When Yahoo! used Hadoop to replace its search backend system in 2006, the project quickly accelerated. Following adoption by Facebook, Twitter and LinkedIn, Hadoop quickly became the de facto way to work with web-scale data.
Hadoop’s technology was revolutionary at the time. Storing large amounts of structured data had previously been difficult and expensive, but Hadoop reduced the burden of data storage. Organizations that had formerly discarded all data excluding that deemed most valuable now found it cost-effective to store lots – or “big” amounts – of data.
Not the solution, but a framework
Many businesses have set up Hadoop clusters in the hopes of gaining business insights or new capabilities from their data. However, upon trying to execute a business intelligence or analytics-based idea, many companies have been left disappointed.
More often than not, businesses installed the Hadoop cluster before defining what their use-case for it would be. Finding Hadoop to be too slow for interactive queries resulted in disappointed businesses who had misunderstood Hadoop’s capabilities.
Rather than being a big data solution, Hadoop is more of a framework. Its broad ecosystem of complementary open-source projects rendered Hadoop too complicated for many businesses and required a level of configuration and programming knowledge that could only be supplied by a dedicated team.
But even with a dedicated internal team, Hadoop sometimes needed something extra.

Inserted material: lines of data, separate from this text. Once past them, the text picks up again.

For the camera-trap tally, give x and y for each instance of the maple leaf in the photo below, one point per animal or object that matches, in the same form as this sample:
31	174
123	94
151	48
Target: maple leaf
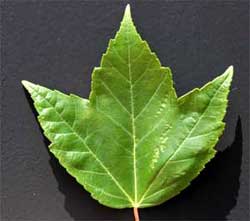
133	143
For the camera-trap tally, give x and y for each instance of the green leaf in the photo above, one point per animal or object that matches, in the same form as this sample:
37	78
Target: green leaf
134	143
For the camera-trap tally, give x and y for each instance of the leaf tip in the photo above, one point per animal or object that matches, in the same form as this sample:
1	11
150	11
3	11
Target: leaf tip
230	69
229	72
28	85
127	13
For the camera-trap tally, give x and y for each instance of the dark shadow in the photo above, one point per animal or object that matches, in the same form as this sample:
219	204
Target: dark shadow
211	196
78	202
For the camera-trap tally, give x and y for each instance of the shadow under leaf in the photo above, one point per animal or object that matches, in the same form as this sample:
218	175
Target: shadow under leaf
211	196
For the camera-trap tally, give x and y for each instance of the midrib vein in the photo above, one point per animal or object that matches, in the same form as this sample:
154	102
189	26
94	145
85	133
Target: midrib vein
132	121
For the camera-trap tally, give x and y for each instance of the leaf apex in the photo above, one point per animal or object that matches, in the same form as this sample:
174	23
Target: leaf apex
127	13
28	85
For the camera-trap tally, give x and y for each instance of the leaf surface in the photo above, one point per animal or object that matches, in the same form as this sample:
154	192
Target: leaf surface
133	143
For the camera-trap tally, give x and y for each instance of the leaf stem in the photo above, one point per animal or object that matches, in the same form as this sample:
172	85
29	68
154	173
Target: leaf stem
136	214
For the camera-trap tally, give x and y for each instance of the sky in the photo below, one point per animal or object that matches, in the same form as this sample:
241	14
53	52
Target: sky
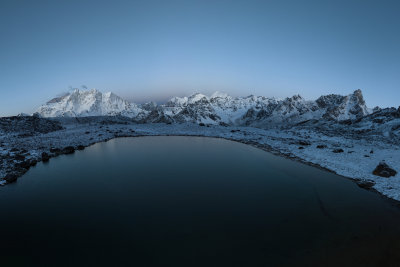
154	49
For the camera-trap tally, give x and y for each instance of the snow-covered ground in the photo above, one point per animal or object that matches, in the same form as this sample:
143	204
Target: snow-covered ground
358	159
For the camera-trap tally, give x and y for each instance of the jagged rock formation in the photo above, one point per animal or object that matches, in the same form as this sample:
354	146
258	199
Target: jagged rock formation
80	103
218	108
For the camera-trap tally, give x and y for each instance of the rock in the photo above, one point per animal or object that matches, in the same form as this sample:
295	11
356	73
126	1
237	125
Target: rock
45	157
69	150
19	157
304	143
25	164
55	150
384	170
11	178
366	184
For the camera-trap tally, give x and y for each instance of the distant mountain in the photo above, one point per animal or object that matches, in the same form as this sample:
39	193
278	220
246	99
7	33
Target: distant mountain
219	108
81	103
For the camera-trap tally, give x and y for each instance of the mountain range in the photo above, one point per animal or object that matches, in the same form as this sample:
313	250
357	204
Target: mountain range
219	108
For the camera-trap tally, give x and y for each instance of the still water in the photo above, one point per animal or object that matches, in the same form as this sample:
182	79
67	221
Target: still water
191	201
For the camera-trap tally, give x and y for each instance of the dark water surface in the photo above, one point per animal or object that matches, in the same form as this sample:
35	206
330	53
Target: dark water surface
191	201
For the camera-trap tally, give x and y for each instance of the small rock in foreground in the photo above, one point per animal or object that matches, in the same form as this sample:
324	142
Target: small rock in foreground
384	170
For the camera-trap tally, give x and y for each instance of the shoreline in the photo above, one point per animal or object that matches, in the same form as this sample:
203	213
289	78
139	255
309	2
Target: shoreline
363	184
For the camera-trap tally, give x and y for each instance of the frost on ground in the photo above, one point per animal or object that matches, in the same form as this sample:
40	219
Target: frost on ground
353	156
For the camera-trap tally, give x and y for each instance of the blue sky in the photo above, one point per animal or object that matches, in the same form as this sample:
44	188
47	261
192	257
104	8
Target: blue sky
152	50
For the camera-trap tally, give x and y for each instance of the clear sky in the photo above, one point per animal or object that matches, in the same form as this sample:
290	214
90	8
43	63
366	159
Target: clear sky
152	50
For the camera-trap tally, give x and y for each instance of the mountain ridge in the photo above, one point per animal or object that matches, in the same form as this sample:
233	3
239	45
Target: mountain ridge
218	108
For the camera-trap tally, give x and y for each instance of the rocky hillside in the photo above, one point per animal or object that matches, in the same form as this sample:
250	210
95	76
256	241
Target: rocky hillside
218	108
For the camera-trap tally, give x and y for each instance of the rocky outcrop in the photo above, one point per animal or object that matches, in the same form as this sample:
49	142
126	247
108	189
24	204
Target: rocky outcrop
257	111
384	170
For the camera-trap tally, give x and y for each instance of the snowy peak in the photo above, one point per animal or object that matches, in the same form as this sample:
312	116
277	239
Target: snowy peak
219	108
81	103
344	107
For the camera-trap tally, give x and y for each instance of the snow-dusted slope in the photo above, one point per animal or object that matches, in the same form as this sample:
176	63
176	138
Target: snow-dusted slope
219	108
88	103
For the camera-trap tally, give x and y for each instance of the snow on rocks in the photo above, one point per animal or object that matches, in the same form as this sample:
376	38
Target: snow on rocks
317	146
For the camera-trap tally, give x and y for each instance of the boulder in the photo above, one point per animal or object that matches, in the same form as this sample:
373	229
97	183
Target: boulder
45	157
55	150
19	157
69	150
11	178
304	143
339	150
384	170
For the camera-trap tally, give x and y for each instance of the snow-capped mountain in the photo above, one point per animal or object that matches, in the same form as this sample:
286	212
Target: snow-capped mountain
82	103
219	108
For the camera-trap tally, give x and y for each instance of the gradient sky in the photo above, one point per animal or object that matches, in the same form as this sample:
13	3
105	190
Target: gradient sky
152	50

For instance, King Digital Entertainment, developer of the Candy Crush series, couldn’t fully leverage Hadoop, finding it too slow for interactive BI queries that the internal data science team demanded. It required an accelerator on a multi-petabyte Hadoop cluster to allow data scientists to interactively query the data.
Cloud-driven evolution
The changing world of data warehousing has meant that Hadoop has had to evolve. When Hadoop was created in early 2006, AWS was set to launch a few short months later, and the public cloud didn’t yet exist. The IT landscape in which Hadoop had its formative years and experienced its peak popularity has changed immeasurably.
Consequently, the way Hadoop is used has also changed. Most public cloud infrastructure providers now actively maintain and integrate a managed Hadoop platform, with examples including AWS Elastic Map Reduce, Azure’s HDInsight and Google Cloud Platform’s DataProc. The cloud-based Hadoop platform is most commonly used today for batch processing, machine learning or ETL jobs.
Moving to the cloud means that Hadoop is ready to be used immediately and on-demand, with the complicated set-up already taken care of. It’s clear that Hadoop has benefited from its move to the cloud, but it’s also no longer the only option for cheap, secure and robust data storage. With increased competition, Hadoop is no longer at the centre of the data universe, instead catering for particular workloads.
The future for Hadoop
We’ve seen that demand for on-premise solutions remains high, and Hadoop is still a great on-premise solution. This demand is unlikely to diminish any time soon. There’s no need to change what’s already working well, and Hadoop is great for certain organizations.
However, the majority of businesses are looking to run their own data warehouse using public cloud services. Driven by this increasing demand. For those looking to run a job at scale, Hadoop is a great option, and in the cloud there’s a level of ease for Hadoop that hasn’t been enjoyed before.